Samstag, 13. November 2010

lvz kultur vom 13.11.10: Rechtsextremismus, Wagner, Theater im Strafvollzug & Faber vs. Jung

Wer gegen Rechtsextremismus kämpfe und Fördermittel beantrage, habe "selbstverständlich" vorher den Verfassungsschutzbericht zu lesen, ob einer seiner Partner dort gelistet sei, meldet sich Josef Hecken zu Wort, seines Zeichens Staatssekretär im Familienministerium. Mal abgesehen von der Blockwartmentalität, die jetzt gefordert wird, sind damit die Linken als Partner eigentlich auch tabu? Herr Ramelow grüßt von Ferne den Verfassungsschutz...

Merkt eigentlich in den Landes- und Staatsregierungen noch jemand, dass mitunter auch Antifagruppen in Hinsicht auf den Rechtsextremismus durchaus offensiv demokratische Werte und Prozesse in der Gesellschaft einfordern und sich damit couragierter und durchaus staatstragender und affirmativer in Hinsicht auf unsere Verfassung verhalten als so manche daran desinteressierte Person aus der Mitte der Gesellschaft?

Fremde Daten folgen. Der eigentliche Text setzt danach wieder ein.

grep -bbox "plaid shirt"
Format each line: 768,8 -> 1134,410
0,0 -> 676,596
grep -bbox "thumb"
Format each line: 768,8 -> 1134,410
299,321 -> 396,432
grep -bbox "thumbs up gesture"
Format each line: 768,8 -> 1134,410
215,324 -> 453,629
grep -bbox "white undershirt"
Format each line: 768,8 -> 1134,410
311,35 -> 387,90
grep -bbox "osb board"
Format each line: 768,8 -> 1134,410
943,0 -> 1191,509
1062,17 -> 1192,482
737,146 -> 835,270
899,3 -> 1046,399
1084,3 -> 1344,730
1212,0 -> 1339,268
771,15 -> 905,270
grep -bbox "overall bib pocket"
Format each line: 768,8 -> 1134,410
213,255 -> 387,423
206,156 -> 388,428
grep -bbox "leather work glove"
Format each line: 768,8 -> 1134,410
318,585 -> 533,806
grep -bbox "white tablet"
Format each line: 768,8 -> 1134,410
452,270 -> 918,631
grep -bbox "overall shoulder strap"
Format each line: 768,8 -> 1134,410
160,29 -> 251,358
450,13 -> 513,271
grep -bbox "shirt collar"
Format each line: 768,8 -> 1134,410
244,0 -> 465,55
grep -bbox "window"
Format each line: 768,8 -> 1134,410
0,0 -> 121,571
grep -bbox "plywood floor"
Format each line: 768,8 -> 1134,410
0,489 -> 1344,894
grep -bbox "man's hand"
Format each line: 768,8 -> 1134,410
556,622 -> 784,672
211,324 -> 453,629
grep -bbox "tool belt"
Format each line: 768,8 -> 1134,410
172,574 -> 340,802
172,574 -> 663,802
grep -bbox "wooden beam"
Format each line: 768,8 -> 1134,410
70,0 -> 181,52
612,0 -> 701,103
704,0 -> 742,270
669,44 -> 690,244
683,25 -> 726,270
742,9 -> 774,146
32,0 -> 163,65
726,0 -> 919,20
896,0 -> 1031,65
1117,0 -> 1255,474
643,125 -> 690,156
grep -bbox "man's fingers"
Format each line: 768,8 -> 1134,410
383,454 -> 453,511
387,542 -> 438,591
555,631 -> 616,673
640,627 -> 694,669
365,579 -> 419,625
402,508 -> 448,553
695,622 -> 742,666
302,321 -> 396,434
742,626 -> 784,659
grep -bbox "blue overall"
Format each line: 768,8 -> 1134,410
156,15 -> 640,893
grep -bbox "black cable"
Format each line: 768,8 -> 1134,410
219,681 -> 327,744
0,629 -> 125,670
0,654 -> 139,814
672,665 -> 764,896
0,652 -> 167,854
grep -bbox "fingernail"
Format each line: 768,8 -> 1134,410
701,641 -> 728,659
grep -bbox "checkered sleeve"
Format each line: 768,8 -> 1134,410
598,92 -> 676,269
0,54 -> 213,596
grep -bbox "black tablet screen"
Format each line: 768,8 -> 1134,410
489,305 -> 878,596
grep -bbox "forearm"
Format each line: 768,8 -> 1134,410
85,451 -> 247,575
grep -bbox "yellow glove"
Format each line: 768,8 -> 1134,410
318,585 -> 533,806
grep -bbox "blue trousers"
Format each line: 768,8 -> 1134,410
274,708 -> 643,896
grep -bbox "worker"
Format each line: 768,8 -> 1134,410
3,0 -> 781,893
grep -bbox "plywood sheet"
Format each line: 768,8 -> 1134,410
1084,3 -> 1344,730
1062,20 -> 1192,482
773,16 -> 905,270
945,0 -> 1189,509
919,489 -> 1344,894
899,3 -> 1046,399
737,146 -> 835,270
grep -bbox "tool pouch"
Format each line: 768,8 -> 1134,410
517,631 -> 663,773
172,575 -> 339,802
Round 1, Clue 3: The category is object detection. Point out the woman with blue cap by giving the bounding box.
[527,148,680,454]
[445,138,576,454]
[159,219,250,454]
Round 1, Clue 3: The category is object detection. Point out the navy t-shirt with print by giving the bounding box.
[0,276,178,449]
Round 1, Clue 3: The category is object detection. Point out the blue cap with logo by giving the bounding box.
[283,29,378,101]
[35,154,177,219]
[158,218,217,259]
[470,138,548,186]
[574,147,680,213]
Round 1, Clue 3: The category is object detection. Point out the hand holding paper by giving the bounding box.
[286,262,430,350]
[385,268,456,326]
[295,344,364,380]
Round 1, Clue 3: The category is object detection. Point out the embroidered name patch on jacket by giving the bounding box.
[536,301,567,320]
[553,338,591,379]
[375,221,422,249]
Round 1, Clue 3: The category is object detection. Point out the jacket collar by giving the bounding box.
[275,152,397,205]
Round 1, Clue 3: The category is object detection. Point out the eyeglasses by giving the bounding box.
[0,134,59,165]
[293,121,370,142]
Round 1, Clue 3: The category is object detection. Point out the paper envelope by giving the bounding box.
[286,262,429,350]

Würde irgendjemand die "größte Bildergalerie der Welt" vermissen, wenn sie nicht mit beispiellosem Pomp durch die deutschen Lande und sogar die Welt gekarrt würde? Niemand, garantiert. Doch die Marketingabteilung der lvz fand, dass schon lange kein irgendwie unsinniges oder wenigstens größenwahnsinniges Projekt aus Leipzig gekommen sei und lässt nun in der imperativischen Initiative "MaleLE!" die Bevölkerung nach Herzenslust malen, die zustandegekommene Beliebigkeit der allerneusten Leipziger Schule anschließend von Fachleuten sichten und ins Töpfchen oder Kröpfchen stecken. Der größte Kindergarten Deutschlands findet sich zusammen, selbstverständlich zum guten Zweck, wie Jürgen Kleindienst betont, dem Zweck, das Licht der lvz nicht in Form von Energiesparlampen, sondern von überdimensionalen Flutlichtern ins Weltall hinaus zu senden/verschwenden. Den dümmsten Spruch zur Begründung der Aktion hat dann noch lvz Geschäftsführer Norbert Schmidt zum besten geben müssen, zumindest zitiert ihn Kleindienst so, dass nämlich das Thema Kunst und Kultur ein "wesentliches Alleinstellungsmerkmal der Stadt Leipzig" sei. Das wesentliche Alleinstellungsmerkmal des lvz Geschäftsführers scheint dementsprechend die scheuklappenbewehrte Präpotenz zu sein, wenn man sie - ähnlich Kunst und Kultur - nicht ebenfalls schon mal woanders erlebt hätte.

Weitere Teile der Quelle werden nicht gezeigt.